Fora das grades dos condomínios, a escalada da violência aumentou no Rio, alvejando a zona sul, a mais rica da cidade. Foram registrados vários assaltos a turistas nas áreas próximas à praia. Responsável pela Delegacia de Atendimento ao Turista, Álvaro Luiz de Souza admitiu que a média atual é de dez assaltos por dia, quando em 1996 era de 3,13. O local mais explosivo é o Morro do Vidigal, onde traficantes lutam com rivais da Rocinha há oito meses. Na noite de segunda-feira 22, o confronto recrudesceu com tiroteios cerrados e até arremesso de granadas. A violência na região foi tema de uma reunião entre os presidentes de associações de moradores e comandantes de batalhões da PM. Autoridades estimaram que o movimento de drogas rende aos traficantes locais cerca de R$ 10 milhões por dia. A presidente da Associação de Moradores de Ipanema, Gloria Roland, saiu da reunião sem esperanças: “Há sempre promessas, mas não há policiamento nas ruas.” Gloria conta que os condomínios de Ipanema passaram a contratar seguranças para vigiar as calçadas, que deveria ser tarefa da polícia.

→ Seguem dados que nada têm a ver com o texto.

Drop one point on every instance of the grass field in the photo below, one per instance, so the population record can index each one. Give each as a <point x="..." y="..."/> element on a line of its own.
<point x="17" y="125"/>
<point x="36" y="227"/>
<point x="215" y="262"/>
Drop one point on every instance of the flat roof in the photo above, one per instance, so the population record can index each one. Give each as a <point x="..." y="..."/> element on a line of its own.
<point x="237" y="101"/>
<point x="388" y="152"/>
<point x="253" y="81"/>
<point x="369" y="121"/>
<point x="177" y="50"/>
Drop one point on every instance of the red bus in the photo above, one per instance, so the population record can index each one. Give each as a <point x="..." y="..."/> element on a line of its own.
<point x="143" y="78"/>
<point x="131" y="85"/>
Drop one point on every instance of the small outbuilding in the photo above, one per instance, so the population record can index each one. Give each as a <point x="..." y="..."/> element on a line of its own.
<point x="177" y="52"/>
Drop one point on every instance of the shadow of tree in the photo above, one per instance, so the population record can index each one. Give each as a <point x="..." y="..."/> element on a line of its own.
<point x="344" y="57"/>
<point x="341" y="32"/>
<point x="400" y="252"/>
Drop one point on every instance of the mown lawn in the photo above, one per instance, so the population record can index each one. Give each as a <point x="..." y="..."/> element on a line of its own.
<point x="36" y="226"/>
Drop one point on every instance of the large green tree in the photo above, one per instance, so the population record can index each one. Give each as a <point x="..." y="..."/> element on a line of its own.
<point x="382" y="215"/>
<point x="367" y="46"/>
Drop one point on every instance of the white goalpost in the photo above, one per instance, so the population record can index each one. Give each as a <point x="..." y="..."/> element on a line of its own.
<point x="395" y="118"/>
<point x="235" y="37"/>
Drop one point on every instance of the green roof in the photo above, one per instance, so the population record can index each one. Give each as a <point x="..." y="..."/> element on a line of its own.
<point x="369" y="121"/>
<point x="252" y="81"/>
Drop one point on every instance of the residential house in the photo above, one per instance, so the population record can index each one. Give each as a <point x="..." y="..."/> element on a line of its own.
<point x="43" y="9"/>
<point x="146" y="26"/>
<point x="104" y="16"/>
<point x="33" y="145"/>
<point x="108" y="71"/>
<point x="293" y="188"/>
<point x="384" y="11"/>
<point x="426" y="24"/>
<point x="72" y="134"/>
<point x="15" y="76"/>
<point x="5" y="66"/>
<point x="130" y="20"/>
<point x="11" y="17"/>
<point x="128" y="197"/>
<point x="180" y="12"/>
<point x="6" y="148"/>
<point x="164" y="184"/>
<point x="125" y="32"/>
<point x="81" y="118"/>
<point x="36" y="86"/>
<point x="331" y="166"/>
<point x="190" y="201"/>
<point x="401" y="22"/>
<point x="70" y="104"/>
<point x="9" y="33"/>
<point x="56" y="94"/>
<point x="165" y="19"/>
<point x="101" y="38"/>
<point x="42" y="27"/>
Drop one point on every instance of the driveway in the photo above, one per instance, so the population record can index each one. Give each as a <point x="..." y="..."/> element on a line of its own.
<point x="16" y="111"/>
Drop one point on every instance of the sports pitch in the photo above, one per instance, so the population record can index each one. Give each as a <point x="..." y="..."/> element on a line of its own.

Apesar de o noticiário estar concentrado na zona sul, a violência toma conta de todas as áreas. Uma dramática mostra dessa “socialização” do crime aconteceu em 12 horas, entre a noite de quarta-feira 24 e a tarde do dia seguinte. Às 22 horas de quarta-feira, pela segunda vez na mesma semana, novo confronto Vidigal-Rocinha. A PM fechou a avenida Niemeyer, uma das vias de ligação entre o Leblon e São Conrado. Uma hora depois, a 20 quilômetros dali, tiroteio com traficantes da favela Parque Arará, na zona norte, obrigou a polícia a fechar por uma hora a avenida Brasil, principal da cidade. Os motoristas que iam em direção à zona oeste voltaram pela contramão enfrentando as balas.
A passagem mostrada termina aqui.